Matbaanın, fikir özgürlüğünün, bilginin yayılmasının, endüstri devriminin, ihtiyaçtan doğan bir şehirleşmenin, Rönesans’a dayanan bir estetiğin etkilerini göremediler.
*
Üretimsiz bir toplum, nasıl yaşarsa ilerleyeceğini tartıştı hep.
Nasıl üretirse ilerleyeceğini hemen hemen hiç düşünmedi.
*
Bugün de Batı toplumları, bilgi üretirken Türkiye bilgi üretiminin dışında kaldı.
Yaşama biçiminden dolayı değil, üretim biçiminden dolayı geride kaldığını da hâlâ fark edemiyor.
*
Alafranga-alaturka kavgası ise gittikçe hız kazanıyor.
Cumhuriyetin ilk döneminde iktidarı asker zoruyla elinde tutan alafrangalar, iktidarı şimdi alaturkalara kaptırdılar.
*
Alafrangalık ile alaturkalık sürekli kavga ediyor.

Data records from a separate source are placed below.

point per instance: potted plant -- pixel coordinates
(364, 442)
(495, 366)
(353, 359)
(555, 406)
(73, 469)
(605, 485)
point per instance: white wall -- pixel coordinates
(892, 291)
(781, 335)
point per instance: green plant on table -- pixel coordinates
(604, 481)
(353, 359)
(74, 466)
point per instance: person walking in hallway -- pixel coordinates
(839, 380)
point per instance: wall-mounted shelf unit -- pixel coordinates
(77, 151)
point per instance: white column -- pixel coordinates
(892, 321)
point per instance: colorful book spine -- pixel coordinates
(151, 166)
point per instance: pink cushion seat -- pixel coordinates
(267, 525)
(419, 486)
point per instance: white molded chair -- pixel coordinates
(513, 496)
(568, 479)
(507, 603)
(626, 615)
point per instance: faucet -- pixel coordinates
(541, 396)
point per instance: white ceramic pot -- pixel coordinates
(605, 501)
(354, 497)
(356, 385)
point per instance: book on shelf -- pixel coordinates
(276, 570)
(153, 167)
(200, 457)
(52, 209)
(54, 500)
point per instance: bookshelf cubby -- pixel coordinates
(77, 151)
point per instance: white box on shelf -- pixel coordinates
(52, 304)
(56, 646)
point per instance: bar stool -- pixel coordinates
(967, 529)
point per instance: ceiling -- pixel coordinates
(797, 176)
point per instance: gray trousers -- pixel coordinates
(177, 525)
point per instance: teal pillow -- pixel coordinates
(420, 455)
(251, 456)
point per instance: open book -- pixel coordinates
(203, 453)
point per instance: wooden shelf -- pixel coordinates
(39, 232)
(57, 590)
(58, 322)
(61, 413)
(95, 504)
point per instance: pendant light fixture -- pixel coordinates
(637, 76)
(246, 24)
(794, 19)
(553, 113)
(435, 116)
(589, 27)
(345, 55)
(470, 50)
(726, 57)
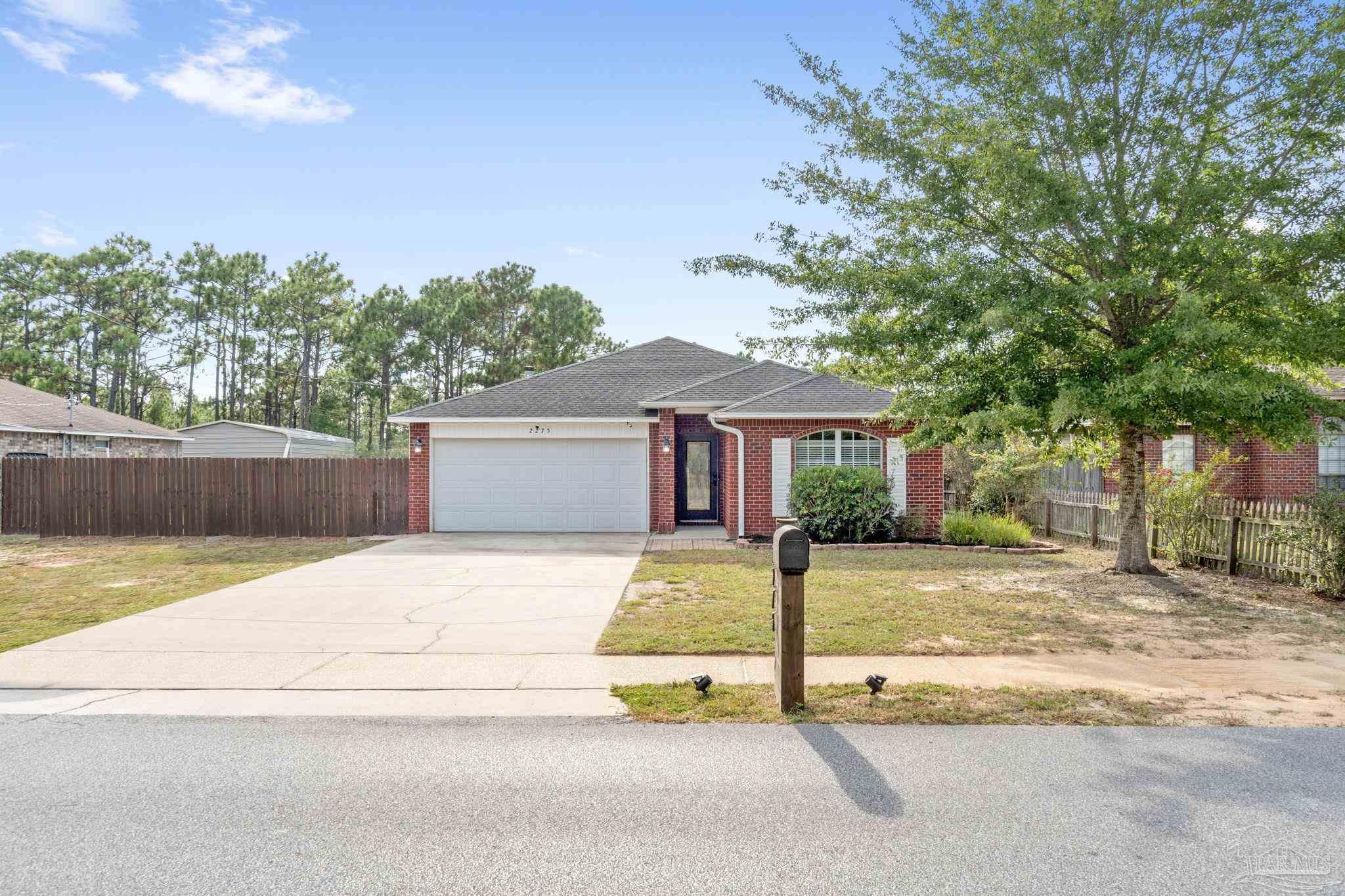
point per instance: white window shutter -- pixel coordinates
(898, 475)
(780, 477)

Çünkü iki taraf da farklı yaşam biçimlerinin bir arada olabileceğine inanmıyor.
*
“Herkes alafranga olsun” yahut “Herkes alaturka olsun” dedikçe de bu kavga bitmeyecek.

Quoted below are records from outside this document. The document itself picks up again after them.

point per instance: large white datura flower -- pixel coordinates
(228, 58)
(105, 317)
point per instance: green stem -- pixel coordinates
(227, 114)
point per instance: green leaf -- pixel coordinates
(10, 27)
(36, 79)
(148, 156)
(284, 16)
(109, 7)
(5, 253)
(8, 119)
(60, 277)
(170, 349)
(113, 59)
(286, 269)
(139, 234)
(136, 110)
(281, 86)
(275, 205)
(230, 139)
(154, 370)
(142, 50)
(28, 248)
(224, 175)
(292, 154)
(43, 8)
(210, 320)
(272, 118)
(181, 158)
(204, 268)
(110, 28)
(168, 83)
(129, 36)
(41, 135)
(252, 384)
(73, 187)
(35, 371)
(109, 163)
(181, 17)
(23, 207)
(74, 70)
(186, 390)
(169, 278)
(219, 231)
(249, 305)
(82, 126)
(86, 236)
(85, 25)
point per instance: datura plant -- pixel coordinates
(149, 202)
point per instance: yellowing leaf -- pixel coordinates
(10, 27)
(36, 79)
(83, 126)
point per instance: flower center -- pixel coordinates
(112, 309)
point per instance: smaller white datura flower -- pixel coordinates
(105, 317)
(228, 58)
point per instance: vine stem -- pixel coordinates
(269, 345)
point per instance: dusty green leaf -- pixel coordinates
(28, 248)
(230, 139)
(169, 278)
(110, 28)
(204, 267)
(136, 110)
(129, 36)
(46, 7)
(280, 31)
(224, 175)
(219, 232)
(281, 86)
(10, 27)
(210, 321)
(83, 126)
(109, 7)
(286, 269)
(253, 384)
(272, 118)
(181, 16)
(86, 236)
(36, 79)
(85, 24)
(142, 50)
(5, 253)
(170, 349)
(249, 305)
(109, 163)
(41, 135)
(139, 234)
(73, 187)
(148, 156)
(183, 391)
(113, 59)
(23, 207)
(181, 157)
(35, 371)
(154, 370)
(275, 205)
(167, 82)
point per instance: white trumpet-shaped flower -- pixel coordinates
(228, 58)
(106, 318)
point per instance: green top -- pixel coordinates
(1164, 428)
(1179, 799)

Türkiye “Herkes istediği gibi olsun” aşamasına ulaşana kadar epeyce bir beladan geçecek.
*
Bu aşamaya ulaşılacak mı?
Elbette ulaşılacak.
*
Birbirini yok edemeyeceklerini, yok etmeye uğraştıkça da belanın bitmediğini kavrayacakları bir gün.
Kavganın da sıkıcı olacağı günler gelecek.
*
“Nasıl yaşarsak ilerleriz” kavgası yerini “Nasıl üretirsek ilerleriz” tartışmalarına bıraktığı zaman Türkiye “çizmeli kedinin sihirli çizmelerini” giyer.
*
Kendisi istemese de dünya, zaman, hayat Türkiye’yi o noktaya getirir.
O noktaya gelene kadar çok kanlı badirelerden geçmesin bu toplum, asıl sorun bu.
*
Bu ülkenin gençlerine yazık oluyor.
Amerika’da gencecik çocuklar bilgisayar icatlarıyla milyonlarca dolar kazanırken, bizimkilerin hâlâ kefenle dolaşmasına insan üzülüyor.
*
Bir gün bu ülkede de bilgisayar yaratıcıları çıkar, çağdaş üretim artar.
O zaman kafana sarık sarmakla ya da şort giymekle ülkenin gelişmesinin hiç ilgisinin olmadığı anlaşılır.
Alafranga-alaturka kavgası da ancak o zaman biter.